Pur essendo tradizionalmente un mezzo di comunicazione popolare, proprio nel secolo del suo tramonto, il dialetto è divenuto anche una forma del gergo narrativo,
una delle tante maniere privilegiate dagli scrittori, per sfuggire alle
consunte parole della “tribù” e creare una classificazione prestigiosa
di vicende storico-umane legate soprattutto al mutevole e farsesco
vivere cittadino capace di emergere pienamente, solo nel suo parlato
originario.
La stessa maniera privilegiata da Antonio Viva, direttore
responsabile del giornale satirico: “La Macennula” che dal 1979 ad oggi,
ha scelto di raccontare le storie del suo Paese, Copertino,
frequentando la lingua dialettale, praticandola con rara ironia e
dimostrando come questa varietà linguistica non è certo un segno di
arretratezza, quanto piuttosto una forma stilistica, conservativa e
distintiva di una comunità, in grado di comporre magicamente favole e
bozzetti, elegie beffarde ed epigrammi, a metà tra il realismo più
disparato e un pamphlet di eccentriche vignette naif.
Un giornalismo dialettale, quello di Viva e degli altri
redattori, che merita di essere preservato e conosciuto anche fuori dai
confini strettamente territoriali, perché unico, nella sua
“intraducibilità” e nella sua ragione poetica, nel suo essere immediato e
al contempo regresso, nell’essere sottilmente equivoco e
scientificamente esatto nel descrivere situazioni e tipi umani che
diversamente non potrebbero essere incorniciati.
Un giornale letto da
tutti, devoti e “scomunicati” capace di straniamenti collettivi a lungo
termine, di quelli che ricordi e racconti fino all’anno che viene.
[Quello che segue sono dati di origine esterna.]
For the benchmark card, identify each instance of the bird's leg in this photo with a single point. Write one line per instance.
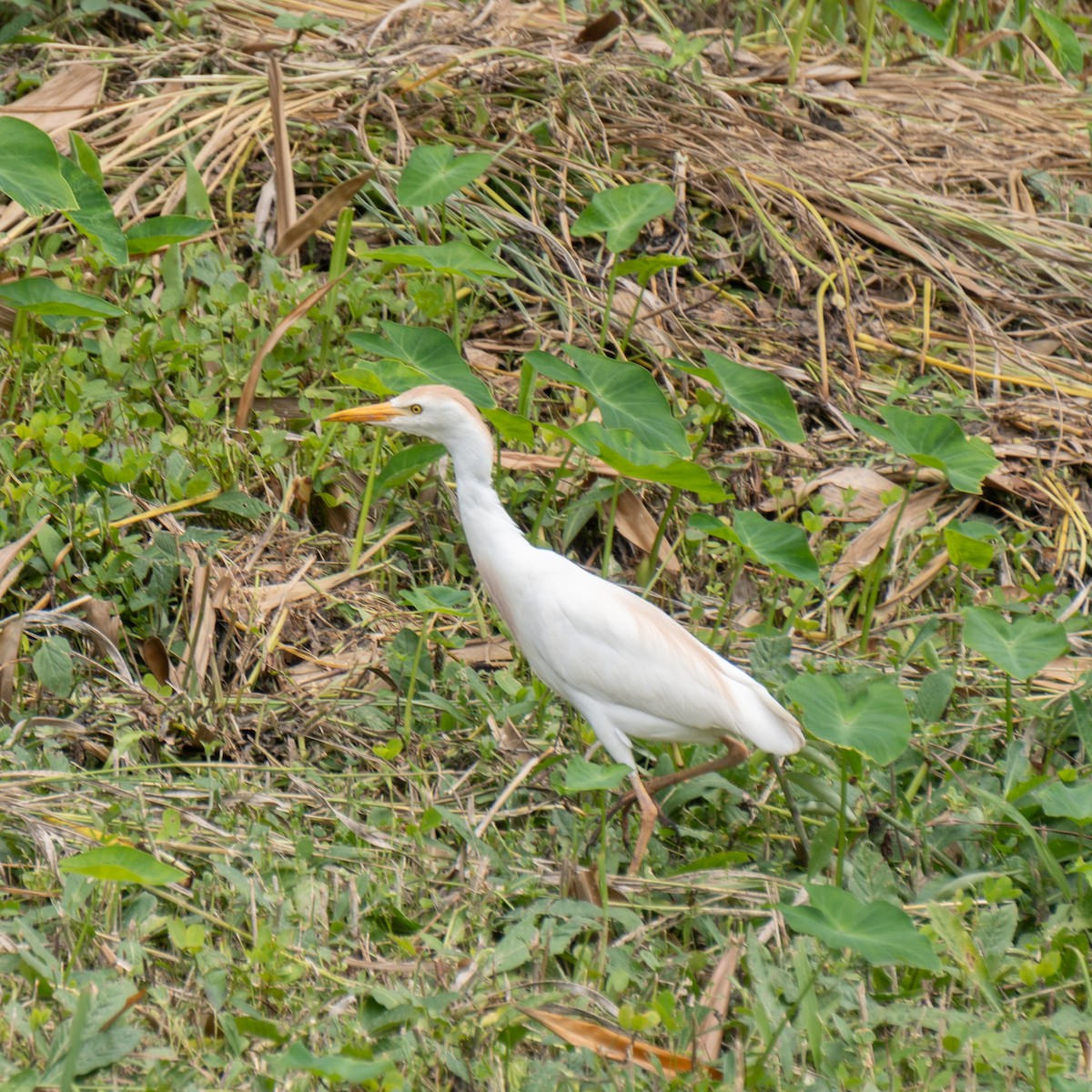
(737, 753)
(649, 814)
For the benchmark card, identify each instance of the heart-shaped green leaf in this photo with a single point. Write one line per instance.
(621, 449)
(430, 354)
(42, 296)
(434, 172)
(757, 394)
(937, 441)
(124, 864)
(879, 932)
(865, 713)
(627, 397)
(1021, 648)
(30, 169)
(621, 213)
(453, 259)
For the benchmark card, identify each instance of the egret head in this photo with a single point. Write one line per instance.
(437, 413)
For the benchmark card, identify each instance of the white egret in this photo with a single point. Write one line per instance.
(625, 665)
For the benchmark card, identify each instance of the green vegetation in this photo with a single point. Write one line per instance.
(782, 322)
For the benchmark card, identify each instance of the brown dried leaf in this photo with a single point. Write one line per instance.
(716, 998)
(282, 153)
(615, 1046)
(61, 101)
(154, 654)
(599, 28)
(484, 653)
(107, 623)
(247, 398)
(328, 207)
(636, 523)
(10, 637)
(866, 547)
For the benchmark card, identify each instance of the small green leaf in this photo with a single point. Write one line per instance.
(42, 296)
(627, 397)
(621, 213)
(53, 665)
(30, 169)
(967, 551)
(124, 864)
(648, 266)
(1067, 802)
(863, 713)
(937, 441)
(236, 502)
(1021, 648)
(333, 1067)
(918, 19)
(879, 932)
(158, 232)
(86, 158)
(1066, 45)
(94, 214)
(621, 449)
(584, 776)
(431, 355)
(438, 599)
(757, 394)
(454, 259)
(404, 465)
(434, 173)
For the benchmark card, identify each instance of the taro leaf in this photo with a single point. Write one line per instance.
(621, 213)
(158, 232)
(332, 1067)
(1067, 802)
(867, 714)
(94, 214)
(584, 776)
(918, 19)
(438, 599)
(781, 546)
(405, 464)
(453, 259)
(879, 932)
(648, 266)
(1021, 648)
(757, 394)
(30, 169)
(937, 441)
(1065, 43)
(125, 864)
(434, 173)
(621, 449)
(53, 665)
(42, 296)
(236, 502)
(966, 544)
(627, 397)
(430, 353)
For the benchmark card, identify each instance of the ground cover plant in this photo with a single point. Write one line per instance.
(780, 317)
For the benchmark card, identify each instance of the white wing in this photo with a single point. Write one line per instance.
(627, 666)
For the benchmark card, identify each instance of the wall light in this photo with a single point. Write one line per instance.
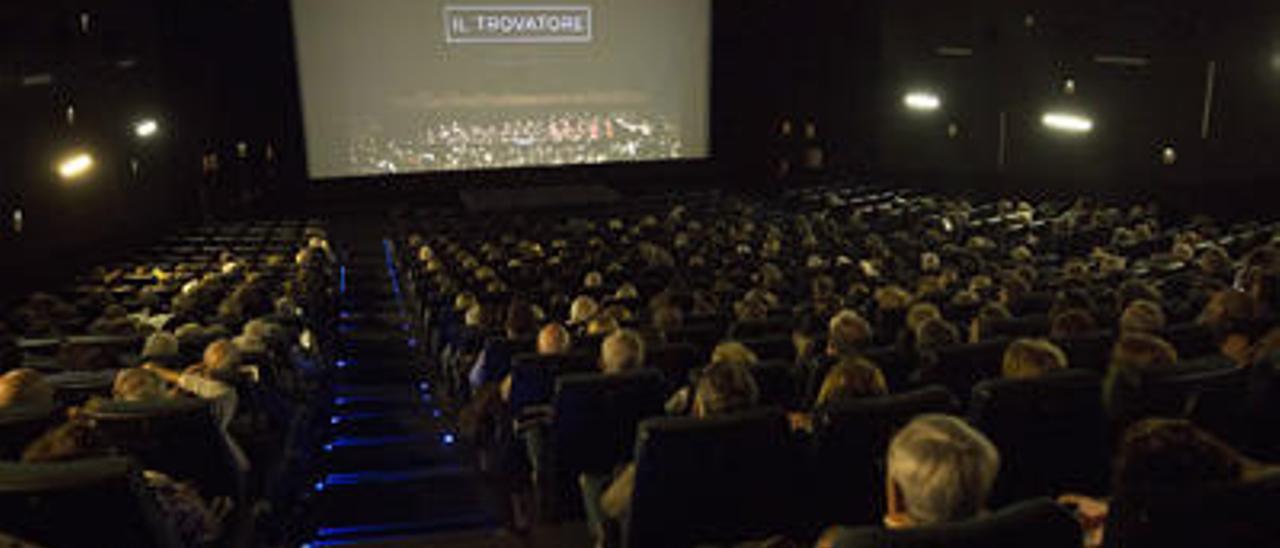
(1066, 122)
(74, 165)
(146, 128)
(922, 101)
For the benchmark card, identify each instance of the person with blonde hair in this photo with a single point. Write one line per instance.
(583, 310)
(1142, 316)
(1029, 359)
(850, 379)
(622, 351)
(848, 334)
(26, 391)
(137, 384)
(721, 389)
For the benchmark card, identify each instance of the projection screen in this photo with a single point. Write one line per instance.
(408, 86)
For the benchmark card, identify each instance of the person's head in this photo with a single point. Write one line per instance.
(734, 352)
(520, 319)
(936, 333)
(621, 351)
(725, 388)
(222, 357)
(940, 470)
(137, 384)
(553, 339)
(583, 309)
(1029, 359)
(593, 281)
(981, 324)
(1215, 261)
(850, 379)
(667, 318)
(1142, 352)
(24, 388)
(160, 346)
(1072, 323)
(1142, 316)
(848, 333)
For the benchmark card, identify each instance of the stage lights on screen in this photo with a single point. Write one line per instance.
(1068, 122)
(146, 128)
(922, 101)
(74, 165)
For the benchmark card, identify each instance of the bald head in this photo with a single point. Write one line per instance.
(553, 339)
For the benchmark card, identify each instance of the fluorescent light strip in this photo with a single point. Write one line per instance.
(1123, 60)
(922, 101)
(1066, 122)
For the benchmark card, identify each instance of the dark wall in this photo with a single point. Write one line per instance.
(1022, 55)
(211, 73)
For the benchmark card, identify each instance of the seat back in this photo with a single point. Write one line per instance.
(1237, 515)
(714, 479)
(1089, 351)
(1051, 433)
(1037, 523)
(850, 443)
(44, 503)
(1211, 396)
(178, 438)
(777, 383)
(19, 428)
(673, 361)
(533, 377)
(594, 429)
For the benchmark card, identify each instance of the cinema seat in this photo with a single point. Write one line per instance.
(673, 361)
(104, 498)
(1037, 523)
(713, 480)
(593, 430)
(178, 438)
(850, 439)
(961, 366)
(18, 429)
(777, 383)
(1238, 515)
(1051, 433)
(533, 377)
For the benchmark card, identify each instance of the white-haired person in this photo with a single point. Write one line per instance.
(940, 470)
(211, 380)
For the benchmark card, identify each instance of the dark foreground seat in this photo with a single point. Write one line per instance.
(846, 478)
(104, 496)
(593, 430)
(1051, 433)
(713, 480)
(178, 438)
(1037, 523)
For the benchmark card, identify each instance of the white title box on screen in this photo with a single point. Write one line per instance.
(517, 24)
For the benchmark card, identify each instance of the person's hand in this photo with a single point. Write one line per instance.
(1092, 515)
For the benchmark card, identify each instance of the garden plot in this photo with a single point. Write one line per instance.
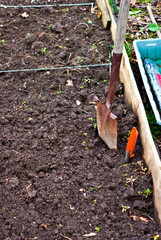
(58, 179)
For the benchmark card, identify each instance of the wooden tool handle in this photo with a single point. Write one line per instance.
(118, 49)
(121, 26)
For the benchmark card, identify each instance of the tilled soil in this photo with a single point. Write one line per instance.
(58, 179)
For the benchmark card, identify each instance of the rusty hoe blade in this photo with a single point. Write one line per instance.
(106, 120)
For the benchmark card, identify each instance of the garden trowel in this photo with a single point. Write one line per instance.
(106, 120)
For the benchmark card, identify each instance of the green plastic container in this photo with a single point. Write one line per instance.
(148, 49)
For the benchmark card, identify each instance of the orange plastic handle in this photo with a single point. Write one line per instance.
(132, 141)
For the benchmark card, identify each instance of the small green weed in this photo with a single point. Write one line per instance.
(44, 50)
(59, 91)
(80, 60)
(147, 192)
(124, 208)
(154, 127)
(97, 229)
(95, 125)
(91, 119)
(156, 237)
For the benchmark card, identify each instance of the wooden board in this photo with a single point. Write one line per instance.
(133, 97)
(105, 15)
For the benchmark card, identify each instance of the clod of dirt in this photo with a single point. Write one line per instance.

E’ il
caso di approfittarne dunque, e andare visitare le lunghe stanze del
Castello di Copertino, dove sono in mostra in questi giorni, tutte le
edizioni, anno dopo anno, de La Macennula, dal dopoguerra ad oggi; una
pensata del poliedrico Beppe Viva (figlio di Antonio), per celebrare
appunto il settantesimo Anniversario dalla prima uscita del giornale.
Con accadimenti e episodi di Paese, apparentemente marginali viene costruito il corpo di un giornale identitario, ispirato all’arcolaio di legno usato per la lavorazione del filato (La Macennula appunto) che bonariamente gira intorno ad una “diffusa mania” del copertinese: quella di lasciarsi facilmente corteggiare dal vento, per poi piegarsi, repentinamente ad ogni cambio di soffio.
Con levità ed arguzia, i redattori che dal 1945 ad oggi si sono succeduti e alternati alla guida de La Macennula hanno disegnato miti, luoghi comuni e personaggi esotici che probabilmente, fuori da quegli schizzi caricaturali, lontani dalla quella penna, scollegati da quelle pagine, non sarebbero entrati nell’immaginario paesano con la compostezza degli equilibri satirici.